Understanding the Municipal Green Bond Underwriting Market
Green municipal bonds have emerged as a critical financing tool for local governments seeking to fund environmentally beneficial infrastructure. These tax-exempt securities follow the same issuance process as conventional municipal bonds but carry a green designation that certifies proceeds will fund eligible environmental projects.
Market Scale and Growth
Municipal green bond issuance has grown substantially since the first labeled green muni was issued in 2013. By 2024, green-labeled municipal issuance exceeded $20 billion annually, representing roughly 4-5% of total municipal issuance. The sector is dominated by a handful of large underwriters, but mid-tier and minority-owned firms increasingly participate as co-managers or senior managers on green deals.
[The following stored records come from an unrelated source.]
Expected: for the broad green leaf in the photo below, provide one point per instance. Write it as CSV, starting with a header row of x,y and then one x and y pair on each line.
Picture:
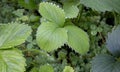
x,y
46,68
113,41
13,34
52,13
68,69
77,39
50,36
12,61
103,5
105,63
29,4
35,69
73,2
71,10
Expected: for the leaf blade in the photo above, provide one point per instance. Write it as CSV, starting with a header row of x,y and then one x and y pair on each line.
x,y
16,35
77,39
12,61
52,13
50,36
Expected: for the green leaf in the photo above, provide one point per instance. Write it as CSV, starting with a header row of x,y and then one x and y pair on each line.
x,y
113,41
105,63
52,13
12,61
77,39
68,69
46,68
29,4
35,69
103,5
71,10
50,36
13,34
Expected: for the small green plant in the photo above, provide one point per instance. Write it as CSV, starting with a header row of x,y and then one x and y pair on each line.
x,y
55,32
105,62
11,35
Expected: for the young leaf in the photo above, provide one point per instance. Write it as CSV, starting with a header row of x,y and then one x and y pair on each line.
x,y
13,34
12,61
102,5
68,69
77,39
46,68
29,4
113,41
50,36
71,10
52,13
105,63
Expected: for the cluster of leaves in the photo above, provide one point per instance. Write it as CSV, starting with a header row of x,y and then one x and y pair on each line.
x,y
59,36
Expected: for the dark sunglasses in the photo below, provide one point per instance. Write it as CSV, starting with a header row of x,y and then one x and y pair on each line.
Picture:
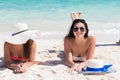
x,y
75,29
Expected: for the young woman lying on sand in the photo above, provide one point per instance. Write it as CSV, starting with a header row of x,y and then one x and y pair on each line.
x,y
20,48
78,46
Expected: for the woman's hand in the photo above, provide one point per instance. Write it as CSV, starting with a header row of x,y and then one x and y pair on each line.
x,y
77,67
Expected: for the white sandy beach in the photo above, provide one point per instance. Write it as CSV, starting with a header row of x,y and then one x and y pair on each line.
x,y
51,54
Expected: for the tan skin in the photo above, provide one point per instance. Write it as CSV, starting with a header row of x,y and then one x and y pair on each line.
x,y
79,46
18,51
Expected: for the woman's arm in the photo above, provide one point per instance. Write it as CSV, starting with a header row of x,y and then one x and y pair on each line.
x,y
89,54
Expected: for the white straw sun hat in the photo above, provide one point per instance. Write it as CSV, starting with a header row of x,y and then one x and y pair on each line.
x,y
21,34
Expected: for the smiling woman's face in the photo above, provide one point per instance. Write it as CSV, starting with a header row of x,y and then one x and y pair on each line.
x,y
79,30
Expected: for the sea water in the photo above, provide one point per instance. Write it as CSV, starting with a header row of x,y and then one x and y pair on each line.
x,y
52,17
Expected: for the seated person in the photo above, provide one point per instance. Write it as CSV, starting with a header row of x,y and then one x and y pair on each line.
x,y
78,46
20,48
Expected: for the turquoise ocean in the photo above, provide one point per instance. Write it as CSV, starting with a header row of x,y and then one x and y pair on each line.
x,y
52,17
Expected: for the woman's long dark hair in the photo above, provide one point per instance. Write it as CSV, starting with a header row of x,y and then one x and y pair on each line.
x,y
27,47
71,35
What Qualifies as Green Infrastructure?
- Water and Wastewater
- Treatment plant upgrades, stormwater management systems, water recycling facilities, and lead pipe replacement programs.
- Clean Energy
- Solar installations on public buildings, microgrid deployments, energy storage, and grid modernization.
- Sustainable Transportation
- Electric bus fleets, light rail extensions, bike infrastructure, and EV charging networks.
- Green Buildings
- LEED-certified municipal facilities, energy-efficient retrofits, and net-zero public housing.
Selecting an Underwriter for Green Bonds
Municipal finance directors should evaluate underwriters on several dimensions beyond pricing:
| Criteria | Why It Matters |
|---|---|
| Green bond track record | Experience with second-party opinion providers and green frameworks reduces issuance risk |
| Distribution network | Access to ESG-focused investors can improve pricing by 5-15 basis points (the "greenium") |
| Sector expertise | Underwriters familiar with water or energy projects better structure bond covenants |
| Post-issuance reporting | Some underwriters assist with ongoing impact reporting required by green bond standards |
Key Market Participants
BofA Securities leads the market with over $10 billion in green municipal par value underwritten in 2024 across 44 deals. J.P. Morgan, RBC Capital Markets, and Morgan Stanley round out the top tier. Notably, firms like Ramirez & Co., Siebert Williams Shank, and Loop Capital bring diversity to the underwriting syndicate and have built meaningful green bond practices.
Citigroup exited the municipal bond market in Q1 2024, creating opportunities for other firms to capture its green bond market share.